徴用工訴訟問題に端を発した日韓関係の悪化
2019年7月、日本が韓国を「ホワイト国(貿易優遇国)」から除外しました。
韓国側はそれに対する報復措置として、同様に日本をホワイト国から除外することを発表しました。
米中間の貿易摩擦もありますが、日本に直接的影響がある分、問題は深刻と言えます。
この日韓関係の悪化により、自動車業界へはどのような影響があるでしょうか。
順を追って見ていきましょう。
日本が韓国をホワイト国から除外したことで、韓国側からすれば半導体関連製品の輸入が非常に厳しくなりました。
自動車は走る半導体ともいわれるほど半導体が多く使われているため、韓国の自動車には多大な影響を及ぼします。
事実、2019年8月の韓国自動車の生産台数が24.9万台と、前年同月比で15%以上のマイナスになっています。
(自動車産業ポータルMARKLINESより)
また、半導体を作るために必須となっているフッ化水素は、2019年8月において日本から韓国向けの輸出はゼロになっているとのことです。
このまま日韓関係が修復されなければ、韓国の自動車市場は大きな打撃を受け続けることになるでしょう。
現状の自動車業界への影響は?
日韓関係の悪化による自動車業界への影響は、主に次の2つが挙げられます。
・日本への影響・・・不買運動による日本メーカーへの打撃
・韓国への影響・・・半導体製品の仕入れ困難による生産量の減
既に発生している大きな問題が、韓国市場における日本車の不買運動です。
韓国における2019年9月の日本車の売り上げが激減しており、トヨタは対前年比で-61.9%と激減しています。

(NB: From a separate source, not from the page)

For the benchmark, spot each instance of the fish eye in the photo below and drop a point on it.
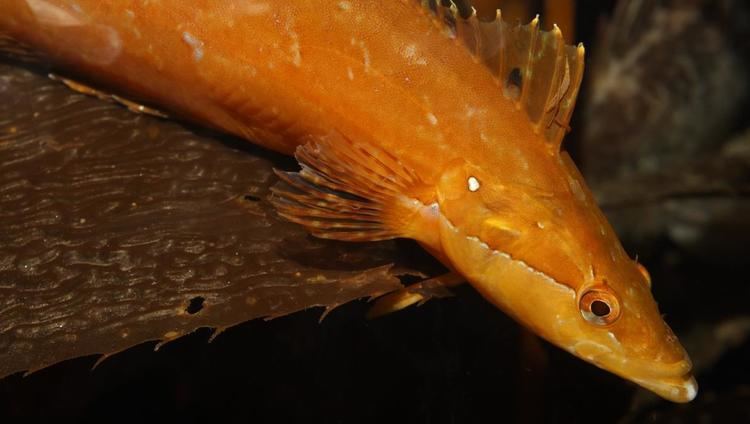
(599, 307)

ホンダや日産は軒並み-80%を超える減となっており、関係悪化の影響をもろに受けてしまった結果と言えるでしょう。
(参考:自動車産業ポータルMARKLINESより)
逆に韓国側は、上でも紹介した通り半導体製品を日本から輸入することが出来なくなり、材料調達が間に合わず、生産量が減ってきています。
近年の自動車の技術向上は目覚ましく、ブレーキアシストシステムなどをはじめとした先進技術にもどんどん組み込まれています。

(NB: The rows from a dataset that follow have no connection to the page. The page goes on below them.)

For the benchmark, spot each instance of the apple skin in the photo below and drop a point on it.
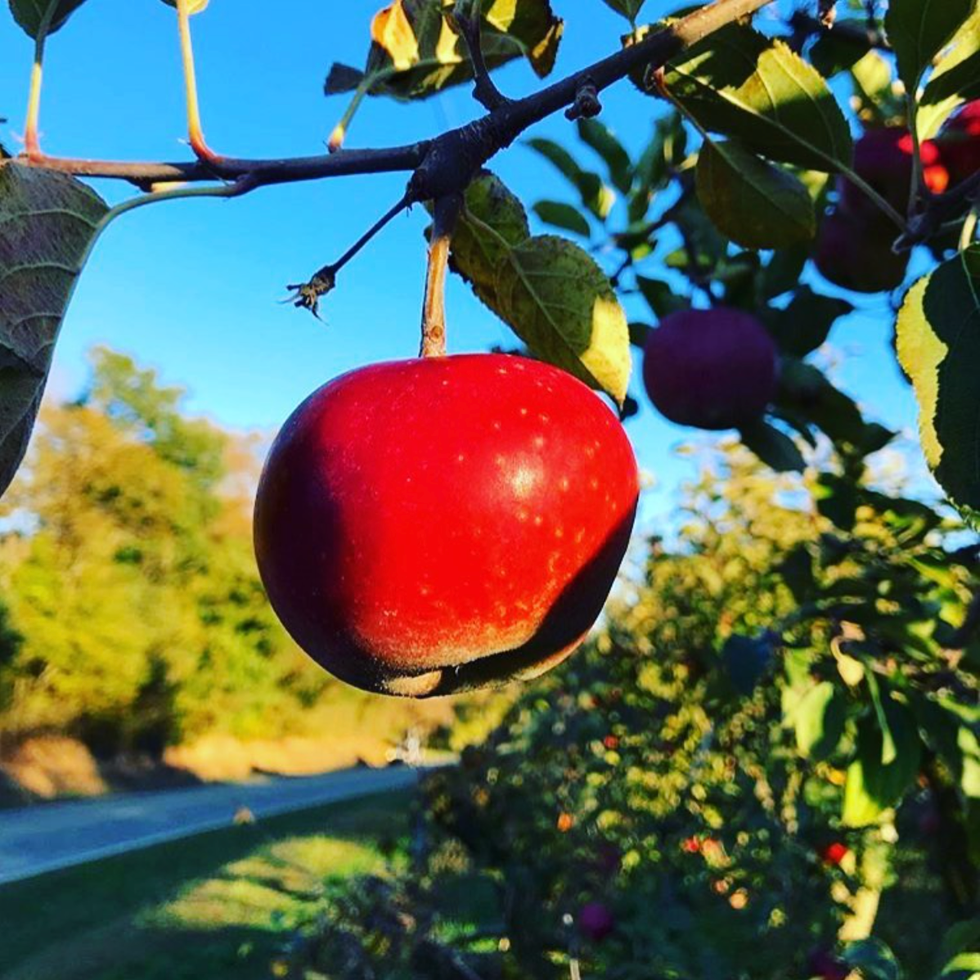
(834, 853)
(883, 158)
(712, 369)
(856, 254)
(429, 526)
(959, 142)
(596, 921)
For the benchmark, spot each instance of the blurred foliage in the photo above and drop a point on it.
(692, 771)
(133, 616)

日本からの半導体の輸入が難しくなったことで、他方面からの輸入と国内生産でまかなうほかありません。
ですが、現状では需要に供給が追い付いていない状況です。
今後予想される影響は?
今後、予想される影響としては次の2点が考えられます。
・日本メーカーの韓国市場からの撤退
・韓国市場のさらなる低迷
このまま日韓関係が修復されなければ、日本メーカーの韓国市場からの撤退も考えられます。
そもそも韓国の自動車市場は規模が特別大きいわけではなく、さらに国内シェアは韓国メーカーが90%以上を占めている状況です。
ただでさえ厳しい市場で、さらに日韓関係の悪化の影響を受けて車の販売が立ち行かなくなるのであれば、撤退せざるを得ない状況になることが予想されます。
また、このままでは韓国市場がさらに低迷することが予想されます。
すでに多方から報道されているように、韓国メーカーの生産台数が低迷しています。
このままの状況が続けば、韓国の自動車市場は低迷することになるでしょう。
生産が追い付かないとなれば、ドイツやアメリカなどの国外メーカーの車を輸入することになるため、輸出産業の一つとしている自動車で有利に立てなくなってしまいます。
まとめ
こうして見てみると、今回の関係悪化は韓国側への悪影響の方が多いように見受けられます。
とはいえ、日産をはじめとした日本メーカーにも少なくない影響があるのは確かです。
今後の日韓関係に注目していきましょう。